They do the job, however...

Reviewed by Adam from Brooklyn, NY on Tuesday, March 5, 2013
I've owned these poles for a few months now, and have taken them out on several excursions. By and large, these are a pair of entry-level trekking poles that are worth every penny. That said, I was never quite comfy with the grips. I kept having to reposition my hands to avoid rubbing. I don't like the position of the strap, either, and as such, they're in a box somewhere waiting for a purpose. If I fall, I try to throw my poles down trail. No use having another something to puncture my flesh as I tumble.

The anti-shock mechanism does its job well enough. Keep in mind, folks, it's not supposed to be a shock absorber. Rather, it absorbs SOME of the shock of carbon tip meeting rock. You really shouldn't notice much difference between on and off, but it should provide some protection from the reverberation through the pole. Your rubber tips offer about the same protection, if you're willing to replace them often.

Most recently I took them to Harriman State Park, near Bear Mountain in upstate NY. The trails were still largely covered in ice and snowpack. The poles performed fine, but I did feel a bit sketchy in parts, especially downhill. I like being able to feel, in a pinch, that I can rely on a trekking pole to take my full weight for a bit. I just don't feel that confident with these. So, for a sketchier trail with a lot of altitude, I'll stick to my Leki's. But for a nice meander with some hills, perfect.

Note: These poles come only with the dirt baskets. When I contacted Mountainsmith about snow baskets, I got sent a pair for free. YMMV. Besides, they're not that expensive. Oh, and they take the 'pin' style baskets.
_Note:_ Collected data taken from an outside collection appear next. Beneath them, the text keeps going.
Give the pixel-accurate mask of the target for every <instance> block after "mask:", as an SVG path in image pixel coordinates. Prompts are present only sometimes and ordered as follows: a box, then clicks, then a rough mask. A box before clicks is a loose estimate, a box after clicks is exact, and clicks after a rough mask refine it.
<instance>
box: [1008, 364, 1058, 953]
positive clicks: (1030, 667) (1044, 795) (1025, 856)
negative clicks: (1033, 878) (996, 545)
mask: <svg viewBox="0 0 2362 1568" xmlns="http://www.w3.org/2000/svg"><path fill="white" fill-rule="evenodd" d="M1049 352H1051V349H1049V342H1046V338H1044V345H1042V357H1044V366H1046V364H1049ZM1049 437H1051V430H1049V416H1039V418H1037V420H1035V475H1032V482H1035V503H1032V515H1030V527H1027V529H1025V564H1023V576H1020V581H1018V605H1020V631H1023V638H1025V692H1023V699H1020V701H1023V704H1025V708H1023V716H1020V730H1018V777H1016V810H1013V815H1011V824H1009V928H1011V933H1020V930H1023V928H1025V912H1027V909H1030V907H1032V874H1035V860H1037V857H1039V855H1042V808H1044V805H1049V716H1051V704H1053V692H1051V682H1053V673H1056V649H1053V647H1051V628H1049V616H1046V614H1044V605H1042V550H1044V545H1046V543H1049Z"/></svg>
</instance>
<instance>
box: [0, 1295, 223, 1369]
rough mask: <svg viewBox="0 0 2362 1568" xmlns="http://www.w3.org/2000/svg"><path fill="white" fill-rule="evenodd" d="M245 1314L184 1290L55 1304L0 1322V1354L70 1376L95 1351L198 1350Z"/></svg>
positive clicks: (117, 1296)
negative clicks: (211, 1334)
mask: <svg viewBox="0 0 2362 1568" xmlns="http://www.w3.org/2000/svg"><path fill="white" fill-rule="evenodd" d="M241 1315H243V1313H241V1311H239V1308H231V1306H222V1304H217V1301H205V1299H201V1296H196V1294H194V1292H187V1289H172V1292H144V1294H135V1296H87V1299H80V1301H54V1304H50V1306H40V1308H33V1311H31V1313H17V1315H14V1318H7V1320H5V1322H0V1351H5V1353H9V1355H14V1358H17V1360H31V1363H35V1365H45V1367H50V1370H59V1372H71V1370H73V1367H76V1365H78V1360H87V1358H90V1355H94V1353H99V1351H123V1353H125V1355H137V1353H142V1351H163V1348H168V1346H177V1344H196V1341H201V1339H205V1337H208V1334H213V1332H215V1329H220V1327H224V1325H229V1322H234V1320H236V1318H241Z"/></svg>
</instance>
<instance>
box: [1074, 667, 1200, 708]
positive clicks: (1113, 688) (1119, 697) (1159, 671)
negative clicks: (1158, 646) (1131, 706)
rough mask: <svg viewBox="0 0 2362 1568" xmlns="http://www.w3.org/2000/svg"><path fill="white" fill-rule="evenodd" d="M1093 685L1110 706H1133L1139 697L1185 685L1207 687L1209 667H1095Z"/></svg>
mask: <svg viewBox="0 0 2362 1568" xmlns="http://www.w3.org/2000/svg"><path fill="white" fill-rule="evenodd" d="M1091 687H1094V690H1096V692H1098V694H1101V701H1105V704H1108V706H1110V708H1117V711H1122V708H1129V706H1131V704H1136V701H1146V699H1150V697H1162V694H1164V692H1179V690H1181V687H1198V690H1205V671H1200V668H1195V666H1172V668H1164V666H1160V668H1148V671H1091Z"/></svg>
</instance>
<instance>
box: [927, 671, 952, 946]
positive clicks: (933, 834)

Apparently they either were, at some point, using the screw-on baskets. I used the snow baskets on this trip.

The anti-shock mechanism is easy enough to use. When you extend and then tighten the locking mechanism between the upper two segments of the pole, you should feel a kind of thump in the locking mechanism along the way. That activates the mechanism. It shouldn't be tight enough, yet. Continue to tighten to lock the pole in place. Now, if you turn it with only some force as if to loosen it, you'll feel that 'thump' again. The anti-shock mechanism is deactivated. It's suggested that the anti-shock mech is for ascents or trails with little elevation. I disagree. Hiking the Catskills, where so many trails seem like steep, rocky creek beds, I feel the anti-shock mechanism helps keep the tip from skittering across bare rock when descending. HYOH.

All-in-all, a good pair of entry-level trekking poles at a price you come to expect from STP.